Another of Rory’s priorities in his new job is to improve the evidence base on both the scale of the problem and the effectiveness of the safety nets that have been put in place in different parts of the country. But the available data do suggest that the incidence of addiction problems to alcohol and other substances is significantly higher in doctors and vets than in the population as a whole.
But why should vets be more prone to developing addiction problems than any other group of people? Rory thinks that the nature of the work is a major factor.
“It can be quite an isolated life as a vet and, of course, it can also be quite pressurised. But I think that another factor is the sort of people who are attracted to a profession like this, high achievers who will have big expectations of themselves – and sometimes it just isn’t that easy.”

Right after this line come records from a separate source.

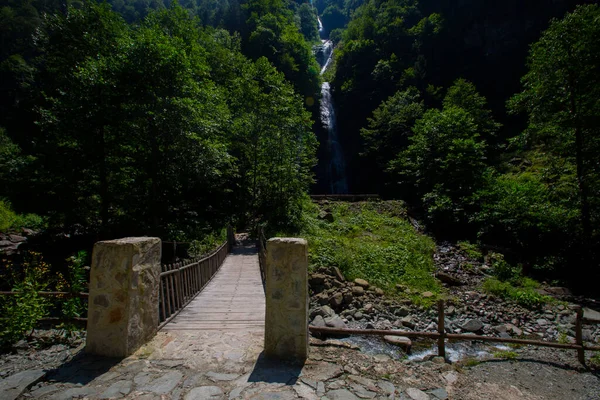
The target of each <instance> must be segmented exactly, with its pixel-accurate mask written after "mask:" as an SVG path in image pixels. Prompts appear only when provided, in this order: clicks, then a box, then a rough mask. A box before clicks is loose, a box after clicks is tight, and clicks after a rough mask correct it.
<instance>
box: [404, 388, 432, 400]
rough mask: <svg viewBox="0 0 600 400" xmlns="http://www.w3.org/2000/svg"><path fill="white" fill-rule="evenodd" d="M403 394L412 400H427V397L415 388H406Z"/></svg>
mask: <svg viewBox="0 0 600 400" xmlns="http://www.w3.org/2000/svg"><path fill="white" fill-rule="evenodd" d="M405 393H406V395H407V396H408V398H409V399H412V400H429V395H428V394H427V393H425V392H423V391H422V390H419V389H417V388H408V389H406V390H405Z"/></svg>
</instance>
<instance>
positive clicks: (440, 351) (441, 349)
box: [438, 300, 446, 359]
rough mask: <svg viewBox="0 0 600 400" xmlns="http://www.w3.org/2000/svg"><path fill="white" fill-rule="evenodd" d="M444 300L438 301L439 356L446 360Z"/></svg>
mask: <svg viewBox="0 0 600 400" xmlns="http://www.w3.org/2000/svg"><path fill="white" fill-rule="evenodd" d="M444 318H445V317H444V300H440V301H438V333H439V334H440V337H439V338H438V356H440V357H444V359H446V330H445V328H444V324H445V321H444Z"/></svg>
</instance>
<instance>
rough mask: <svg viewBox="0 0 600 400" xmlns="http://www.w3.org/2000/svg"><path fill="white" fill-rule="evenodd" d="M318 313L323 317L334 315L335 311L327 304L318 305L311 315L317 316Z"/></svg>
mask: <svg viewBox="0 0 600 400" xmlns="http://www.w3.org/2000/svg"><path fill="white" fill-rule="evenodd" d="M317 315H320V316H321V317H323V318H327V317H332V316H334V315H335V311H333V309H332V308H331V307H329V306H327V305H325V306H322V307H317V308H315V309H314V310H312V311H311V313H310V317H311V318H315V317H316V316H317Z"/></svg>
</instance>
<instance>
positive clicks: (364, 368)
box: [21, 331, 444, 400]
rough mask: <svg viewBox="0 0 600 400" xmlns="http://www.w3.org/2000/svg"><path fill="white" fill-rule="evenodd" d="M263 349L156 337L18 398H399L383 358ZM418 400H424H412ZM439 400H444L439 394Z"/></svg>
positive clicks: (248, 343)
mask: <svg viewBox="0 0 600 400" xmlns="http://www.w3.org/2000/svg"><path fill="white" fill-rule="evenodd" d="M262 341H263V334H262V332H241V331H239V332H229V333H210V332H202V333H192V332H179V331H177V332H160V333H159V334H158V335H157V336H156V337H155V338H154V340H152V341H151V342H150V343H149V344H147V345H146V346H144V347H143V348H141V349H140V350H139V351H138V352H136V353H135V354H134V355H133V356H131V357H128V358H126V359H123V360H121V361H119V360H110V359H105V358H97V357H90V356H85V355H83V353H82V355H81V356H79V357H75V358H74V359H73V360H72V361H71V362H69V363H68V364H66V365H63V366H62V367H60V368H58V369H57V370H55V371H53V372H51V373H48V374H47V376H46V377H45V378H44V379H43V380H42V381H41V382H40V383H38V384H36V385H34V386H32V387H31V388H30V389H29V390H26V391H25V393H24V394H23V395H21V397H22V398H32V397H33V398H40V399H57V400H58V399H72V398H74V397H75V398H77V397H84V398H89V399H110V398H126V399H185V400H195V399H295V398H305V399H318V398H321V397H323V396H326V397H327V398H329V399H331V400H335V399H357V398H376V397H379V398H390V397H391V398H393V397H394V396H397V395H400V393H399V392H398V390H397V388H396V386H395V385H394V384H393V383H391V382H390V381H389V380H386V379H385V378H383V377H386V376H390V374H391V373H392V372H394V371H392V370H390V369H389V367H391V366H393V365H395V364H396V363H394V362H390V361H391V360H389V358H386V357H384V356H382V357H380V358H379V359H377V357H375V358H373V359H371V357H369V356H366V355H362V354H361V353H360V352H358V351H356V350H351V349H345V348H340V349H335V345H336V344H335V343H334V344H333V345H334V347H333V348H332V349H335V350H337V351H341V352H342V353H343V352H344V351H345V352H349V354H352V355H353V356H358V357H359V359H360V361H361V362H355V363H350V362H345V363H342V362H341V361H343V360H344V359H346V356H342V357H341V359H340V358H339V355H336V354H337V353H336V354H330V353H327V352H324V349H325V348H324V347H317V346H311V357H310V358H309V360H307V362H306V363H305V364H304V365H303V366H298V365H293V364H289V363H279V362H272V361H271V362H269V361H267V360H265V359H264V358H263V357H262V355H261V352H262ZM340 345H341V344H340ZM344 364H346V365H347V366H346V367H344ZM399 364H400V363H399ZM350 365H352V366H350ZM361 365H362V366H361ZM383 365H387V368H386V367H383ZM373 366H375V370H373ZM367 370H369V371H371V372H373V371H378V374H379V375H380V376H381V377H382V378H381V379H371V378H368V377H366V376H364V375H365V374H364V372H365V371H367ZM367 372H368V371H367ZM371 375H372V374H371ZM410 393H412V395H413V397H410V396H409V395H406V396H407V398H423V399H428V398H429V396H430V395H427V394H425V393H423V392H421V391H420V390H418V389H417V388H414V390H413V391H412V392H410ZM421 394H422V395H425V396H427V397H418V396H419V395H421ZM401 396H405V394H402V395H401ZM414 396H417V397H414ZM440 396H441V397H444V396H443V393H441V394H440ZM434 398H435V397H434Z"/></svg>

So is it possible to predict which people are likely to experience problems and be ready to offer help earlier? Despite pop-science claims about the existence of particular “addictive personalities”, he points out that the numbers of people who could potentially be at risk is huge.

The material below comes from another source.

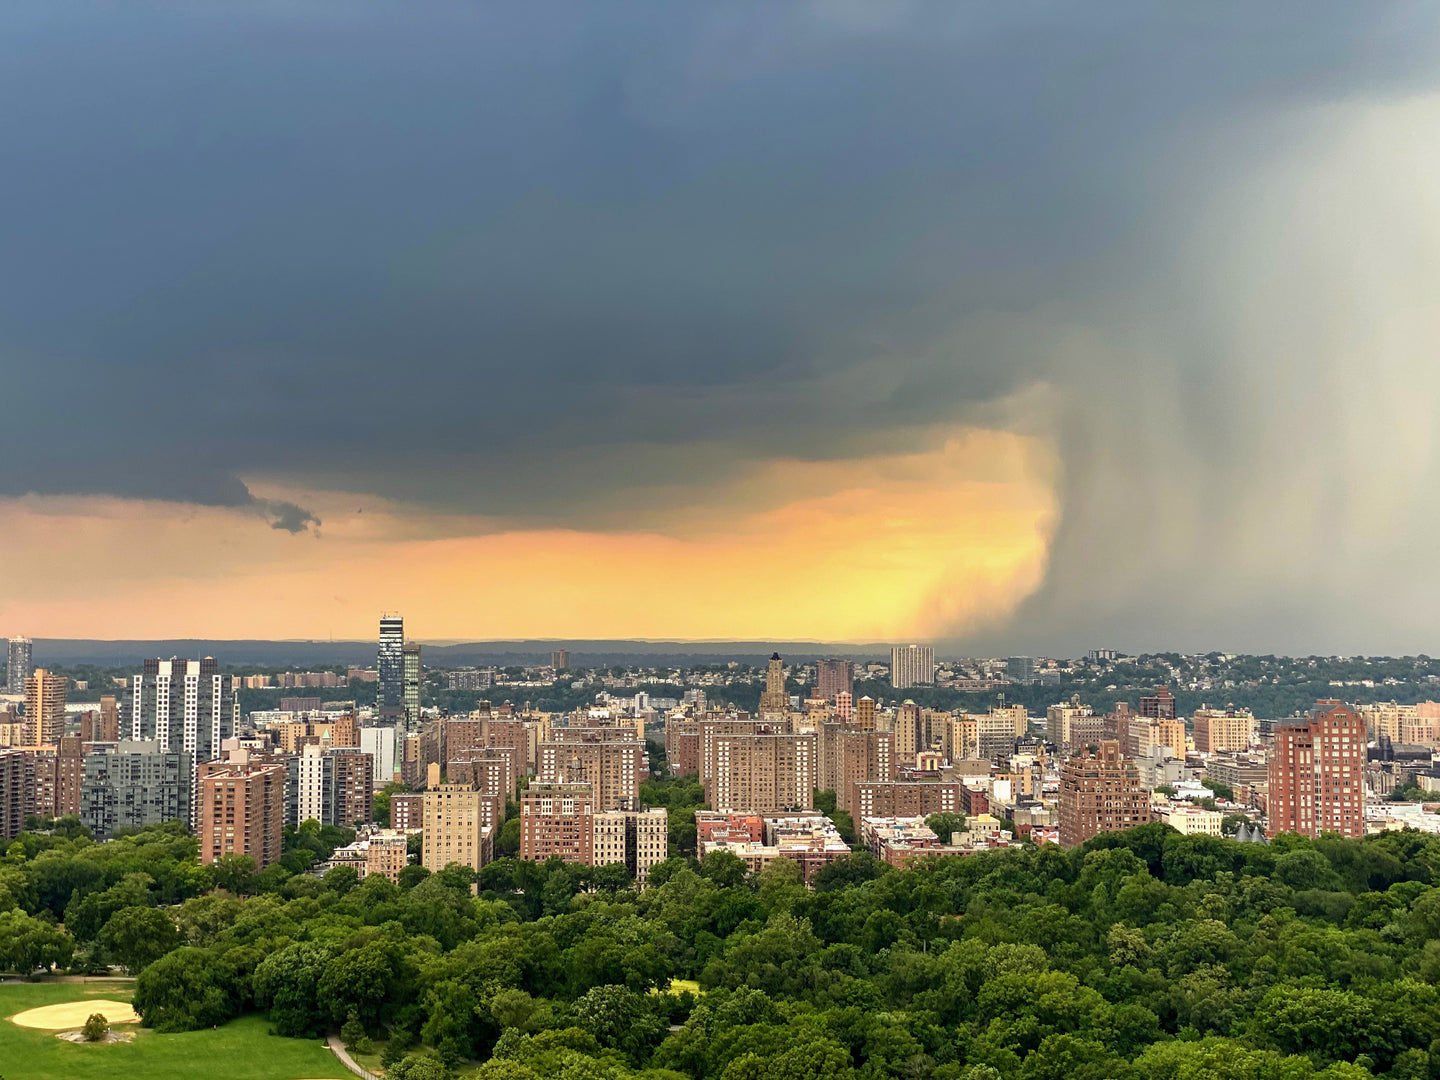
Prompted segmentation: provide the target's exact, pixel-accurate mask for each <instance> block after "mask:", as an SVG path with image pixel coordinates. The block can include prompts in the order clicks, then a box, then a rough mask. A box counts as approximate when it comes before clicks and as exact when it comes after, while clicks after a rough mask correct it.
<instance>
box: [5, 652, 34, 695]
mask: <svg viewBox="0 0 1440 1080" xmlns="http://www.w3.org/2000/svg"><path fill="white" fill-rule="evenodd" d="M9 644H10V648H9V662H7V664H6V685H7V687H9V688H10V693H12V694H23V693H24V681H26V680H27V678H30V672H32V671H35V645H33V642H32V641H30V639H29V638H10V642H9Z"/></svg>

“If you take alcohol, there is about 80% of the adult population who drink and perhaps 60% of those people could develop problems with alcohol dependency. Put another way, people will have a “drinking career” lasting maybe 40 years and at any time there may be 10 to 15% of that group with reasonably serious problems with alcohol.”
But there is good evidence to suggest that the seeds of later addiction problems can be sown early, before these people have joined the ranks of the veterinary profession. “Addiction is to some extent a learned behaviour. Both medical and veterinary schools are good training grounds for socialisation and part of that process is drinking.”
Rory points out that many young people in their teens and early 20s do drink to excess. The majority will settle down as they enter relationships and take on professional and financial responsibilities. But a minority are unable to make that change, just as there are some who are unable to resist the sort of recreational drugs like ketamine, benzodiazepines and opiates that may be obtainable, albeit at some risk, in any veterinary practice.
Touring the schools
Consequently, Rory will be continuing the work of his predecessor, Dr Virginia Richmond, in touring the UK veterinary schools to raise awareness among students and staff of the importance of mental health issues.
Clearly, any clinicians whose judgement is blurred by alcohol or drug misuse are a danger to their patients as well as themselves. As someone with experience in treating patients from all the medical professions, Rory knows that their problems are very similar and should be dealt with through a pan-professional support system.
He is a member of Clinicians Health Intervention, Treatment and Support Initiative which aims to attract Government funding to support addiction recovery programmes. He was much encouraged by the announcement on 17th November of Department of Health funding for a two-year pilot project providing specialist care and support for any doctor or dentist with a mental/physical health concern or addiction in the London area.
He is in the preliminary stages of negotiations for rolling out the scheme to the rest of the country and including other health professionals such as pharmacists and vets. He is optimistic that it will be possible to attract the funding needed for the veterinary profession to pay its way as a full partner in the scheme.
In the meantime, he is anxious to provide more support for those colleagues with health problems which may not need all the resources of this NHS Practitioner Support Programme, just guidance in helping the clinician deal with his or her own problems.
Another of his goals is to expand and develop the regional carers scheme, a network of vets around the country who will be available to offer counselling and practical help to colleagues in their area.
“I think this could be an extremely useful source of support for men and women in the profession who are trying to cope with addiction and mental health problems. But at the moment it is not very well known and it is certainly under-utilised.”